I went and changed anyway. If we are lucky, age does make us bolder.

Bold is one thing, but perhaps, if you are smarter than I, you don't change until you have an alternative in mind. I didn't. I knew there were things I didn't want to do (move back East, for example), and I knew there was something I wanted (to put down roots somewhere), but I didn't have a (serious) new story in mind.

As the end of the year approaches -- and as it gets closer to being a year since the landslide -- I am seeing the need to conceive a new story in light of losing the old one. I believe one of the main reasons I have felt so lonely is not just because of all I have lost over the past year -- a home, a relationship, a family and far too many friends to both death and attrition -- but because I haven't provided my mind with any direction. (Except with one that was entertaining, compelling and hopeless to the point of laughable all at once.)

Perhaps the next few days will give me the opportunity and space to envision a new future I might fancy, one of my own device, built on my own predilections whether someone accompanies me or not.

I'll be spending New Years in Vancouver, BC, with the two men I consider my "gay godfathers," one of whom was for several years my constant sidekick.
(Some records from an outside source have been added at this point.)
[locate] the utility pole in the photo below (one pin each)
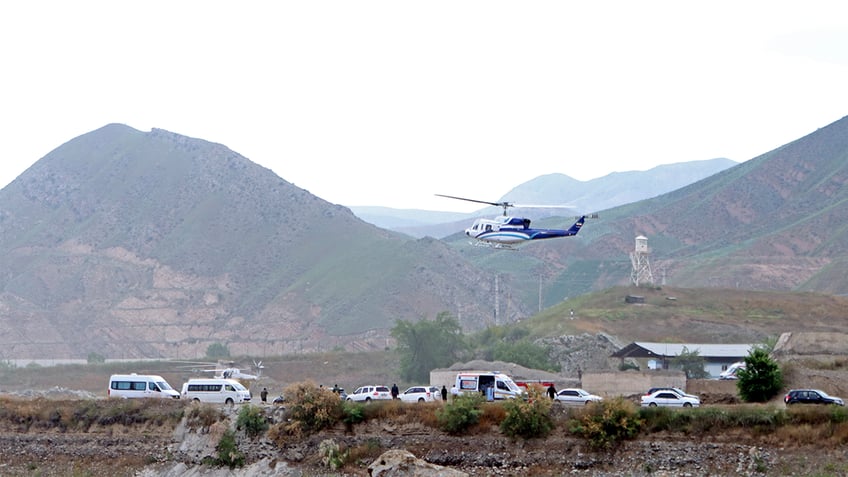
(540, 293)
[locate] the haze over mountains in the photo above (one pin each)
(603, 193)
(775, 222)
(134, 244)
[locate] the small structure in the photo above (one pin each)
(640, 273)
(717, 357)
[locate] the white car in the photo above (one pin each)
(421, 394)
(370, 393)
(576, 396)
(669, 398)
(677, 390)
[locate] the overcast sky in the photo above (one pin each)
(390, 102)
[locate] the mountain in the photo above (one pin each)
(134, 244)
(612, 190)
(775, 222)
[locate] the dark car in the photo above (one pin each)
(811, 396)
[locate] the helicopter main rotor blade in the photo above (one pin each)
(497, 204)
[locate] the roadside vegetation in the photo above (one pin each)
(312, 410)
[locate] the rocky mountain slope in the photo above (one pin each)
(132, 244)
(775, 222)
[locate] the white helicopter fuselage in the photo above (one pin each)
(500, 230)
(506, 231)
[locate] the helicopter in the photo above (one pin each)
(505, 232)
(225, 370)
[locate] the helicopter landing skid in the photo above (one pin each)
(497, 246)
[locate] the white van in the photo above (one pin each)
(502, 386)
(216, 390)
(730, 372)
(140, 386)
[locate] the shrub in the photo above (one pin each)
(605, 424)
(530, 418)
(252, 420)
(761, 379)
(353, 413)
(311, 408)
(228, 452)
(461, 413)
(330, 454)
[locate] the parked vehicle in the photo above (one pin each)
(370, 393)
(677, 390)
(811, 396)
(730, 372)
(215, 390)
(128, 386)
(669, 399)
(501, 385)
(576, 396)
(421, 394)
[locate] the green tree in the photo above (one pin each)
(427, 344)
(217, 351)
(761, 378)
(692, 363)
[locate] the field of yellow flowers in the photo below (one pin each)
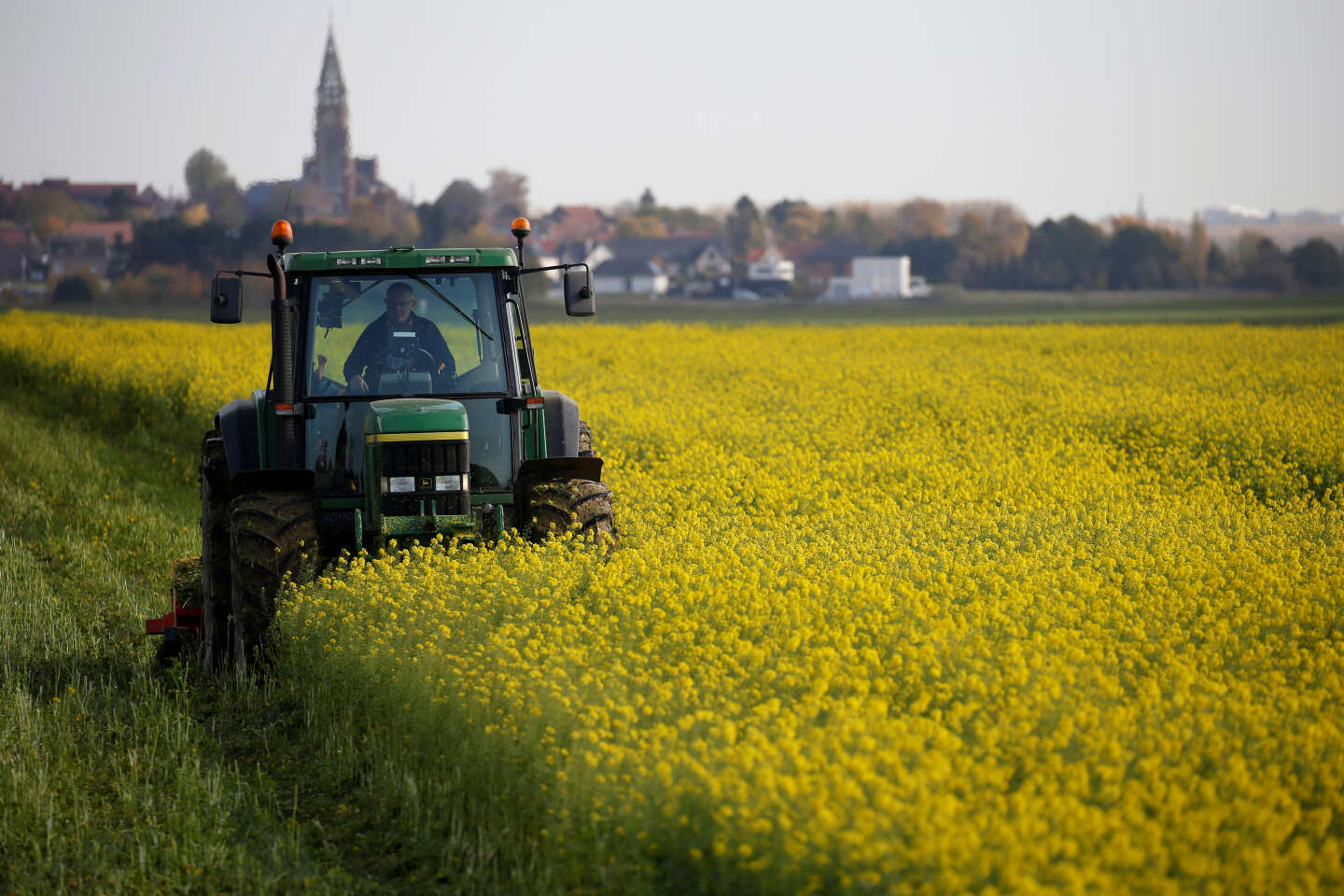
(895, 610)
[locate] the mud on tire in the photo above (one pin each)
(555, 505)
(217, 598)
(585, 441)
(273, 540)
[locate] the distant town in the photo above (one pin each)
(67, 242)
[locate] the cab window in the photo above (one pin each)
(397, 335)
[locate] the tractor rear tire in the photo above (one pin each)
(554, 505)
(217, 592)
(273, 540)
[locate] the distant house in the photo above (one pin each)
(873, 278)
(116, 199)
(833, 259)
(679, 257)
(69, 254)
(15, 246)
(116, 234)
(629, 275)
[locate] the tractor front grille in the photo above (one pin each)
(422, 462)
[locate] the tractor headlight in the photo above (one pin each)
(452, 483)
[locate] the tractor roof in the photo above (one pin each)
(400, 259)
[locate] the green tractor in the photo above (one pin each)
(402, 404)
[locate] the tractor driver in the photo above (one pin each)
(374, 344)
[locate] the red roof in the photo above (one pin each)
(109, 230)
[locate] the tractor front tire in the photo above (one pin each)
(554, 505)
(273, 540)
(216, 586)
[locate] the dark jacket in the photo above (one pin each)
(376, 339)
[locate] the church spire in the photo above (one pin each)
(330, 86)
(333, 168)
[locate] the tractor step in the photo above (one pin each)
(186, 613)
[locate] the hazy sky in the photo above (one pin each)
(1056, 106)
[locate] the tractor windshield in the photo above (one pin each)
(405, 335)
(390, 335)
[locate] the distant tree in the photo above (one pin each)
(208, 182)
(641, 226)
(1316, 263)
(745, 229)
(1066, 254)
(1218, 268)
(648, 204)
(921, 217)
(385, 219)
(794, 219)
(859, 223)
(778, 214)
(161, 285)
(79, 287)
(207, 247)
(455, 213)
(1139, 257)
(1197, 250)
(506, 199)
(689, 220)
(1261, 263)
(206, 172)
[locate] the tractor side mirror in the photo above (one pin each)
(578, 293)
(226, 300)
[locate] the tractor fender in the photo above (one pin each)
(562, 424)
(275, 480)
(237, 425)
He goes by the codename of Morroco Mole, but because he's Latino, we pronounce the Mole as "Molé." I call these guys my "gay godfathers" because they were both instrumental in normalizing a gay existence for me.

But before I head up to British Columbia, I'm retreating to one of my favorite spots, a little rustic cabin perched on a rock jutting up out of Lake Quinault on Washington's Olympic Peninsula. I love to travel; I love adventure; but I also love the solitude and do-nothingness of this little retreat. It's a place I get to wear a hundred-mile stare for as long as I please and disappear deep within myself.

With any luck, I'll re-emerge with an idea, a path, a story. A story I can believe in.